We can hand over the culpability to the medical team, who has not been able to deliver fit players throughout the season. We can curse our luck for the fact that we had to go for a trip to the world’s most feared football stadium, Camp Nou, without Cesc Fabregas, Andrei Arshavin, Robin Van Persie, William Gallas, Alex Song and a sane goal-keeper. But we cannot come out with a logical justification for a defeat at the DW Stadium, when we are cruising at 2-0 with ten minutes to go for the final whistle. For a club like Arsenal, that is simply unacceptable.
With a chance to inch closer to the two other title-contenders, Arsenal needed to stay focused and come up with their best game against the Latics on Sunday; instead, they thought that just appearing for the match was good enough for them to secure three points. The Arsenal team looked like an outfit without a mission, trying to stroll around a park in Greater Manchester, sharing greetings with old ladies and young children.
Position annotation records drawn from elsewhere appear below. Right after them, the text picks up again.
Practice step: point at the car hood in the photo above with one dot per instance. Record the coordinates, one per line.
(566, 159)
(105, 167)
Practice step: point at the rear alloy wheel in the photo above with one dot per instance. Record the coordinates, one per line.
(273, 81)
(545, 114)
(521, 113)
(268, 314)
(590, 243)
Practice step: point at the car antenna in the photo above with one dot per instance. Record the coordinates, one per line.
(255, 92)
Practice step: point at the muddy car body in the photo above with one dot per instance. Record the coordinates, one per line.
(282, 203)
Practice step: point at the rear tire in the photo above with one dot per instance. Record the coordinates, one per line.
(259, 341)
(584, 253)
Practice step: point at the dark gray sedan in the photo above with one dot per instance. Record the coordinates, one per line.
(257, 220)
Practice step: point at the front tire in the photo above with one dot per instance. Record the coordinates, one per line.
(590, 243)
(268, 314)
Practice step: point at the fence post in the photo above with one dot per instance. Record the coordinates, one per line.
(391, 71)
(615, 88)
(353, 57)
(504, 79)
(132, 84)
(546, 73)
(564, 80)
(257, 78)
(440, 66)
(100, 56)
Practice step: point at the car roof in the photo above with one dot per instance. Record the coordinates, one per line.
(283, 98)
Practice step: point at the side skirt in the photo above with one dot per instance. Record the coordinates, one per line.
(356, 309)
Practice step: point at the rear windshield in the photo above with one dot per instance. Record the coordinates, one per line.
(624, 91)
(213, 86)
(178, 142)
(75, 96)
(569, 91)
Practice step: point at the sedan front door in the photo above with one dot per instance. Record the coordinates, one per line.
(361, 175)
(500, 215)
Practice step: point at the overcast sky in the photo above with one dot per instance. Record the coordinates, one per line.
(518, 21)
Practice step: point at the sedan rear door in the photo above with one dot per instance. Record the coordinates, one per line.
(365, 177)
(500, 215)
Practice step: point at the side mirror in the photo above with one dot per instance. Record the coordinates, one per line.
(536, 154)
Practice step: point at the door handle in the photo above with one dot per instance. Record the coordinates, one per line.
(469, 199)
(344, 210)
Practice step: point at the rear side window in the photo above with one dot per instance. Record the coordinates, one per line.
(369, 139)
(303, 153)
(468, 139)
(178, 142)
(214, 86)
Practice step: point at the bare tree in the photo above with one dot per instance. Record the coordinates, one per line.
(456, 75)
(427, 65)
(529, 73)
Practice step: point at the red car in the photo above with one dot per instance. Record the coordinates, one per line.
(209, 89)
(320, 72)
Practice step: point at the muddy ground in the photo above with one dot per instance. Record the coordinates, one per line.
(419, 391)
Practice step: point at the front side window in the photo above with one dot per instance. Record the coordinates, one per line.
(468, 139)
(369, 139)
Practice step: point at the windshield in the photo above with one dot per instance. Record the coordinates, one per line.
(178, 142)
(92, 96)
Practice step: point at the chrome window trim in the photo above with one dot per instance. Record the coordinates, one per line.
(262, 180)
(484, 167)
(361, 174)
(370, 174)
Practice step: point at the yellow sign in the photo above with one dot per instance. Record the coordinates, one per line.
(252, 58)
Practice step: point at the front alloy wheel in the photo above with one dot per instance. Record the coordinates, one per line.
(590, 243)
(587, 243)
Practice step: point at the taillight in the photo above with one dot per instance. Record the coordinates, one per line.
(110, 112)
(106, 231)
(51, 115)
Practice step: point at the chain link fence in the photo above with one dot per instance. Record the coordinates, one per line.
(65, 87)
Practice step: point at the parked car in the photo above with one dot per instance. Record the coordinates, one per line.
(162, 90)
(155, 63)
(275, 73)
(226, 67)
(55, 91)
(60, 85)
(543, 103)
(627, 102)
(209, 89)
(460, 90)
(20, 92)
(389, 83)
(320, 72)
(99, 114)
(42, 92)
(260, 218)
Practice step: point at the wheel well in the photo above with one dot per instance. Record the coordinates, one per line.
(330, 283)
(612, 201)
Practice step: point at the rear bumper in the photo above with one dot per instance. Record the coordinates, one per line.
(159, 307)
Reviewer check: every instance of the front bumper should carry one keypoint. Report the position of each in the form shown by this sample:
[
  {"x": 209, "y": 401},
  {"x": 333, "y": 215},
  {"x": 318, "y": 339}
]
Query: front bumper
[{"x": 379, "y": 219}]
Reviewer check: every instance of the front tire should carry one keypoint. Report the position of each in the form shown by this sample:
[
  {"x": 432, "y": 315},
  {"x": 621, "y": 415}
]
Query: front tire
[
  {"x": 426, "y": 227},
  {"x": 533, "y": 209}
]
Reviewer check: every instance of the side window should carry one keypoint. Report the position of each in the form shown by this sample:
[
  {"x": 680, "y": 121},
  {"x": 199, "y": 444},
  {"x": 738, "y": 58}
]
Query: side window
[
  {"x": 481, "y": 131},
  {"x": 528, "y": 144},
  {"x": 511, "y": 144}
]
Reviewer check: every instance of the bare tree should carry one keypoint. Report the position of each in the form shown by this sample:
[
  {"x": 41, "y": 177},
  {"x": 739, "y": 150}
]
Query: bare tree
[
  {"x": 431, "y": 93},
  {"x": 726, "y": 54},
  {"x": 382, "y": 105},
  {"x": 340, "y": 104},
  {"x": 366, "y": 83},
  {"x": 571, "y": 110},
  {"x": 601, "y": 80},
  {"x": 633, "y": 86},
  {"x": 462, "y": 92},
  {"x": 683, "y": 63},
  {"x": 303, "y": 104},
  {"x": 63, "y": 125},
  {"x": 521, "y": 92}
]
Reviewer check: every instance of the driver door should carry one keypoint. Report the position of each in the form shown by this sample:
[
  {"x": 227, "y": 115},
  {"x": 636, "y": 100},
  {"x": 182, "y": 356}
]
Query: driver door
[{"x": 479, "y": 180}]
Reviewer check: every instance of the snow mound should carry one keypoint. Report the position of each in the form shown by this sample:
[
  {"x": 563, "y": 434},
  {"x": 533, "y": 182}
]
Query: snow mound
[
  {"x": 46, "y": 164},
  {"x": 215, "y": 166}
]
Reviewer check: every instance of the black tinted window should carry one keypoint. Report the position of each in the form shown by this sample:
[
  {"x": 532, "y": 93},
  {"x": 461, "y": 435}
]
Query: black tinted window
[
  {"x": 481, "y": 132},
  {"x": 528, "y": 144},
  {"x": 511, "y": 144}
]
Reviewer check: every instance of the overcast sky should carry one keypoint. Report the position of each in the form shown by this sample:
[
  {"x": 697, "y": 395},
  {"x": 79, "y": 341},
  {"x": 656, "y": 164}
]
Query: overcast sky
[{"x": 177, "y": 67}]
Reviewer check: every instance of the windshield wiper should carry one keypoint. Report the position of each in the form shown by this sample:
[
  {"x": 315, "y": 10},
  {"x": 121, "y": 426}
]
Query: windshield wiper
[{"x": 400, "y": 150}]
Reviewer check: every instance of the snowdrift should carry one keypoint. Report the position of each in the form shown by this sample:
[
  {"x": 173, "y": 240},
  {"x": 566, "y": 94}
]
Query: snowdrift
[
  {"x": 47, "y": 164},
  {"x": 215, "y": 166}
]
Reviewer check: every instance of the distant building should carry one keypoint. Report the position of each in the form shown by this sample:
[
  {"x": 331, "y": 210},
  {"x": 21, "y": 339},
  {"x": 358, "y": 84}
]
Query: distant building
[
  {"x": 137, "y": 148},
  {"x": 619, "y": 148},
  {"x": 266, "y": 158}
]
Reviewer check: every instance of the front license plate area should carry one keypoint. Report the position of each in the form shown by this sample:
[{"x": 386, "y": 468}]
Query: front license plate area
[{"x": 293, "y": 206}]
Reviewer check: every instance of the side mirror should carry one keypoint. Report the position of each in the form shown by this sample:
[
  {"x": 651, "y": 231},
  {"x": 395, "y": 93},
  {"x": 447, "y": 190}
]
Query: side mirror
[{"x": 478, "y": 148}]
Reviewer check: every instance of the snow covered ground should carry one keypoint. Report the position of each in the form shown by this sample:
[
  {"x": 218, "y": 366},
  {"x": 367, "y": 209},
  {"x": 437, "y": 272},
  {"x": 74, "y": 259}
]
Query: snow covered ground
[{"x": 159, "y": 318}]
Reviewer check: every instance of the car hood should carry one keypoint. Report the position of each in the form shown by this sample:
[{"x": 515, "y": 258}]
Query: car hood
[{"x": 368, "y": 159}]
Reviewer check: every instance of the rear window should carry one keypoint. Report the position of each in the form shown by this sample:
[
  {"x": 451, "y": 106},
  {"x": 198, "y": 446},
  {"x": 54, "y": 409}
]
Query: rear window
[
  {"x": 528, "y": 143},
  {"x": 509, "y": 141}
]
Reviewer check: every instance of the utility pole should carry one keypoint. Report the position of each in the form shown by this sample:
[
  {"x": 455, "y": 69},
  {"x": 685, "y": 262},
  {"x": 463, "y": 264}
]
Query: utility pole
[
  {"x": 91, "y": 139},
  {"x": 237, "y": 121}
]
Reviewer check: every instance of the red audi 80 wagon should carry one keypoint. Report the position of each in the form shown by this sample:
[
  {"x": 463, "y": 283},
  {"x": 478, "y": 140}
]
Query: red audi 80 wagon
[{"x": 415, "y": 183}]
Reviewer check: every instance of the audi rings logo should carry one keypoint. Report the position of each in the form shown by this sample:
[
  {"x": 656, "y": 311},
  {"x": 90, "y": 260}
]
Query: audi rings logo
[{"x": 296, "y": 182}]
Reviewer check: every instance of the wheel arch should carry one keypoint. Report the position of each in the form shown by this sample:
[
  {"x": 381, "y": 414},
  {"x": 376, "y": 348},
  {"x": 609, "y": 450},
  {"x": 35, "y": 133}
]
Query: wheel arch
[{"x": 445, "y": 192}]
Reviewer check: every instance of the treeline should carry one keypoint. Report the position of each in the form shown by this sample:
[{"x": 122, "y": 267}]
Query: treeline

For most parts of the match, Abou Diaby was seen trotting around the green searching for water lilies in a desert, clueless and hallucinating. Though Theo Walcott scored a very decent goal, he was imperceptible for the majority of ninety minutes. Tomas Rosicky and Samir Nasri roamed around the green, trying hard to make an impact, but failing to do so owing to their ‘tired legs’. Craig Eastmond, the young kid with loads of ‘potential’ did his bit, nothing spectacular and yet nothing stupid that is worthy of any flak. With Mikael Silvestre, a Manchester United discard, Arsenal fans have their hearts in their mouth every time the French senior citizen tries to outrun a forward, or does an implausible One-Two with Lionel Messi, much to the amazement of his own team-mates.
Finally, our keepers, Lukasz Fabianski and Manuel Almunia, are like laboratory specimens for cultivating young goalkeepers with ‘101 ways of conceding goals with ridiculous positional sense and retarded ball-clearance’. When we get to watch the above mentioned personnel trying to simply complete participation for a football match in utter indolence and aimlessness, we are left to believe that this team is still not ‘good enough’ to compete for England’s top football honor. These are, sadly, not the right components for winning the much coveted Premiership title.
Time and time again, we have seen this Arsenal team fading into mediocrity, fashioned either by their over-confidence or simply due to a lack of motivation to perform. For a common Arsenal fan, it is quite difficult to comprehend as to what could be more motivational than wearing an Arsenal jersey, what is more purposeful than playing for the millions of Arsenal fans worldwide, and what is more inspiring than emulating the distinguished Arsenal sides of the past.
Over the last two years, this Arsenal team has been at the receiving end of such denunciation, and yet they commit the same mistakes over and over again. Is it because of the ‘relative’ inexperience of this team compared to the Arsenal teams of the past? Whatever it is, Monsieur Arsene Wenger is left with a Herculean task of lifting this team and getting it equipped for yet another title challenge in the coming season. If we see a recurrence of this season again, there is a danger of Wenger’s current team being branded with a football style, which will be labeled ‘The Beautiful game sans purpose’.